By Tom Yamachika, President
(For Release 6/7/15)
This week we will be talking about “resort fees.” In recent years, a number of hotels, including many in Hawaii, have been adding them to hotel bills. The hotels say that it’s for access to the gym, pool, or Wi-Fi network, for example. But the fee is charged whether or not the guest uses the gym, pool, or Internet.
By adding a resort fee of $25 to a room rate of $125, the hotel brings in $150 per night but it can advertise a $125 room rate.
Whether or not this is truth in advertising — the consumer protection people can sort that one out — this also creates tax issues.
Our state imposes a general excise tax on pretty much every kind of income.
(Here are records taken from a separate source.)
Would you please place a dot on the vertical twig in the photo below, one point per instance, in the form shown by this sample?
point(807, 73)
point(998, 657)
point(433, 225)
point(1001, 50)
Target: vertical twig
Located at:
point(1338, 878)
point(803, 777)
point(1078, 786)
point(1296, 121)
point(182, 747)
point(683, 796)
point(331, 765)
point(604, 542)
But an extra 9.25% is slapped on the charge for a hotel room. This is called the transient accommodations tax, or TAT. The hotels say that the resort fee is not for accommodations, as mentioned above, but the Department of Taxation has stated that a mandatory resort fee looks and walks like a room charge, so by golly they’re going to apply the TAT to the fee as well.
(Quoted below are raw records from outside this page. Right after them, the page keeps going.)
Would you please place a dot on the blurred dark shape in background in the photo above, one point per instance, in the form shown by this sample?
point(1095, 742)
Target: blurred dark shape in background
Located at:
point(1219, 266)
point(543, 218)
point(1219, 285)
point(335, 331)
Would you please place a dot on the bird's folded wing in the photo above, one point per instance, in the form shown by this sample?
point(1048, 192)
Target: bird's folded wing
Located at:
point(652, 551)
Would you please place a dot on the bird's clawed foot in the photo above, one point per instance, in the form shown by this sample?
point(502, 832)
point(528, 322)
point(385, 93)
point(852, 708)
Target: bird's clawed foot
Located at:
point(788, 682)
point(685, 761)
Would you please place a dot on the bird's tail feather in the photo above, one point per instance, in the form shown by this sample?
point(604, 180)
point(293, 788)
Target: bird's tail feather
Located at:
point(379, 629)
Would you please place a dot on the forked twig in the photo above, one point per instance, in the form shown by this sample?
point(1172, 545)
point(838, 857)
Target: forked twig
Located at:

The Department’s view of the world might make sense at first glance. After all, if I show up at a hotel without a car and they charge me a per-night parking fee anyway, then it’s tough for the hotel to say that what they are calling a parking fee isn’t just another piece of the room charge. But the Department’s own regulations add a wrinkle. The regulation gives the example of a guest who pays a certain amount per night on the “American Plan,” which includes breakfast. The regulation says that the TAT is not due on that part of the per-night cost attributable to the meal. Presumably the guest would pay the same amount even if he skipped breakfast; and we don’t know if the hotel offered the same room without the meal plan. The rule doesn’t go into that much detail. So the regulation appears to say that if you can figure out that part of a per-night charge is for something other than the stay, then the TAT doesn’t apply to that part.
To get “further clarity” on the issue, the Department for the last couple of years has pushed some bills at the Legislature that would have explicitly made resort fees subject to the TAT. The bills have all stalled, indicating that at least some lawmakers are not buying the Department’s view. In the meantime, the Department’s apparent unwillingness to follow its own regulation is creating confusion.
One way out of this problem is for the Department and industry to work out a suitable dividing line. For example, we could look at the reality that a “room rate” is not just for a hotel room but also includes amenities and services that one would typically expect with a hotel room. Other amenities and services, like the meal in the American Plan example, should not be subjected to TAT whether or not they are bundled with the room cost.
Here it looks like the regulation is causing a problem and the Legislature seems to be reluctant to change the law, so let’s get that regulation changed to a reasonable compromise position. The Department won’t get everything it wants, the hotels won’t get everything they want, but everyone gets clarity and the hotels can go on with their business. We owe it to the industry to come up with clear, no-nonsense rules that everyone can abide by.